Contro una Lazio pimpante e veloce, ma troppo presuntuosa per meritarsi la vittoria. Convinta forse dai racconti interessati, che per giorni e giorni ci hanno descritto come una armata Brancaleone ormai sbracata e inconsistente, per di più affidata a Leonardo, dipinto come un abate Zenone in cerca di miracoli, ma incapace di guidare i suoi prodi. Allo stadio per fortuna ci possiamo evitare le cronache televisive di parte, irritanti e prostituite. Ci siamo solo noi, senza moviola, ma capaci di vedere come sistematicamente su Eto'o, su Sneijder, sui nostri portatori di palla, arrivavano entrate toste, aspre, sistematicamente scambiate per innocenti anticipi sul pallone. Fino a quando Wesley si è ricordato di essere se stesso. Ha messo la palla a terra con calma, ha atteso il tempo interminabile delle manfrine in barriera. E poi l'ha messa lì, dove tutti noi volevamo vederla, con Muslera proteso in volo plasticamente inutile. Non è stato solo un pareggio. E' come se improvvisamente si fosse spezzato un incantesimo, una magia voodoo. Era tornato Wesley, il grande piccolo genio. Ed è lì che abbiamo capito che non era finita. Anche se eravamo ancora dieci contro undici, forse contro dodici.

Quattro quattro uno. Corti e larghi, veloci e compatti. Un gigante a destra, un furetto a sinistra. Una volta per ciascuno a portar palla sulle fasce, Maicon di nome Douglas, Nagatomo di nome Yuto. Diversi nel passo e nelle geometrie, ma implacabili e quasi in competizione reciproca. La "partita del cuore" l'ha vinta Yuto, il cuore che si è battuto con la mano, da samurai dei tempi moderni, rispondendo all'ovazione della tribuna, e rilanciando a sua volta una richiesta di incitamento collettivo, ogni volta che terminava una delle sue folate incredibili, arrivando persino a tirare in porta con la personalità di un attaccante.

Era solo questione di tempo.

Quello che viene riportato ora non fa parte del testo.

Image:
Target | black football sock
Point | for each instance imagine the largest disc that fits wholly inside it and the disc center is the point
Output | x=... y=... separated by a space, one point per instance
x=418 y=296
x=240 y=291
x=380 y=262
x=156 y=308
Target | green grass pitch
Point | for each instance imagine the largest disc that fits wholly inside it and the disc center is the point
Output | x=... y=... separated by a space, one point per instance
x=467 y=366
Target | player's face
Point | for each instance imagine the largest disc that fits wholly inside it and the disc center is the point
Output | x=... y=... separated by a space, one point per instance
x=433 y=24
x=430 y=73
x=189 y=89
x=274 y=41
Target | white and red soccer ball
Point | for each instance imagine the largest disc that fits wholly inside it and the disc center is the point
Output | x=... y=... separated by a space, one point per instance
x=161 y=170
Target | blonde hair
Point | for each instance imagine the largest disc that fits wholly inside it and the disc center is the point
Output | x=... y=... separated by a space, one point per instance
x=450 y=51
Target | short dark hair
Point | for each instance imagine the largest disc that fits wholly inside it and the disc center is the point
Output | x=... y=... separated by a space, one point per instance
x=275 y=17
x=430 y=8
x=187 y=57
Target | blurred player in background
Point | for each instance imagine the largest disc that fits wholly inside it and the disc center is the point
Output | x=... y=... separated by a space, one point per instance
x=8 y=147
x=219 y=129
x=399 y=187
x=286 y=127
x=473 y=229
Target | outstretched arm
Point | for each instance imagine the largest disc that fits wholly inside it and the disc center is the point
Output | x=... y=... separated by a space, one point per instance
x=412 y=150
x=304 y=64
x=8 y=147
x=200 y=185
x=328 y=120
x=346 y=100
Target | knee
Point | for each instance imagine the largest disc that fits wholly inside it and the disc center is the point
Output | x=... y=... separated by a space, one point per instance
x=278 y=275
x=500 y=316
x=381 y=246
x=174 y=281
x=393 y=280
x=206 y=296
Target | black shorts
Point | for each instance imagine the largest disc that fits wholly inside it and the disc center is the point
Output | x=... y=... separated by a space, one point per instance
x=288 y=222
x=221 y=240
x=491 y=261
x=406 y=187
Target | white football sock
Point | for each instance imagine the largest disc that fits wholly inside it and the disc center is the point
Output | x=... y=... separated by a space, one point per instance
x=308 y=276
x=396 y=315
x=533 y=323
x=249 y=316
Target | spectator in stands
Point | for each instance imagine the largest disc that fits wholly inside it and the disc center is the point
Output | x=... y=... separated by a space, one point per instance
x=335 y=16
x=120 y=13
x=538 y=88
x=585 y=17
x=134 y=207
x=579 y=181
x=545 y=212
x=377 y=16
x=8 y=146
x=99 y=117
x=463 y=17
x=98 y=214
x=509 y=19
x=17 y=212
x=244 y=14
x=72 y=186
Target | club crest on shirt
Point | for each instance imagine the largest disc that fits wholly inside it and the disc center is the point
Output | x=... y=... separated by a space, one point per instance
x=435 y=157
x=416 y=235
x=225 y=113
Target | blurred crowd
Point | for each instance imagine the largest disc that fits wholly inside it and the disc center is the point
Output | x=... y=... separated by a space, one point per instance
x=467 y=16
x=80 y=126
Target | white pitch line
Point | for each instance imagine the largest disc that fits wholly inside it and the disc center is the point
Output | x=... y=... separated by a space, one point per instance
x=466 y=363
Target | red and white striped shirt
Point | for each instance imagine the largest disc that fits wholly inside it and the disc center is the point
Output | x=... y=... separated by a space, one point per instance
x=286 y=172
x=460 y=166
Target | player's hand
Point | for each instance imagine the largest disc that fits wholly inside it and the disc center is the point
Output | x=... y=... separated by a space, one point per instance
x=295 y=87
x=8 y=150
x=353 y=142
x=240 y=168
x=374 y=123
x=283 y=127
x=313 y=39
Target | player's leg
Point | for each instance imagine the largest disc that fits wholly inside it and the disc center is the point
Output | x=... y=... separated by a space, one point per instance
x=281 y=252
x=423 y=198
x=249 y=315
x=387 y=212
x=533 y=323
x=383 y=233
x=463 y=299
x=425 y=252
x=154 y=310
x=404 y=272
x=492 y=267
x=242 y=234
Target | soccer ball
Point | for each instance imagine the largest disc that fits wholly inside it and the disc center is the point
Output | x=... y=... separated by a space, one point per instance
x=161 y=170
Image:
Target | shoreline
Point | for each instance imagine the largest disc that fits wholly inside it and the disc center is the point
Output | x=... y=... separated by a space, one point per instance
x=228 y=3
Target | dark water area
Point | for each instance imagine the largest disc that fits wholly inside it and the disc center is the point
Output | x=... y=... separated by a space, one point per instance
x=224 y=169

Magari anche di fortuna. Perfino, finalmente, l'ora di avere una zolla per amica, e non beffardamente ostile, come troppe volte in passato. Biava che si affloscia sul prato e si vede passare davanti il sorriso nero di Eto'o. Samuel che danza col pallone, ipnotizza Muslera, e non sbaglia, fa la cosa che gli riesce meglio, ossia segnare con la naturalezza impietosa di un ghepardo. Tumulto di emozioni represse, urlo di gioia che attraversa lo stadio, certezza metafisica che non ci avrebbero più raggiunto, perché anche la traversa, finalmente, ci è stata amica, come è giusto, almeno ogni tanto.

Dimenticavo Leonardo. Un merito, secondo me, non glielo può togliere nessuno. E' merito suo se la squadra, in questi giorni, è rimasta serena. Lo hanno coperto di insulti, di giudizi impietosi, di sentenze senza processo. Lo hanno già sostituito anzitempo, cacciato, ridicolizzato. Tutti, tranne i suoi giocatori. Loro no, gli devono molto, e lo sanno. E lo hanno ripagato nell'unico modo serio per i campioni di tutto. Vincendo. A testa alta.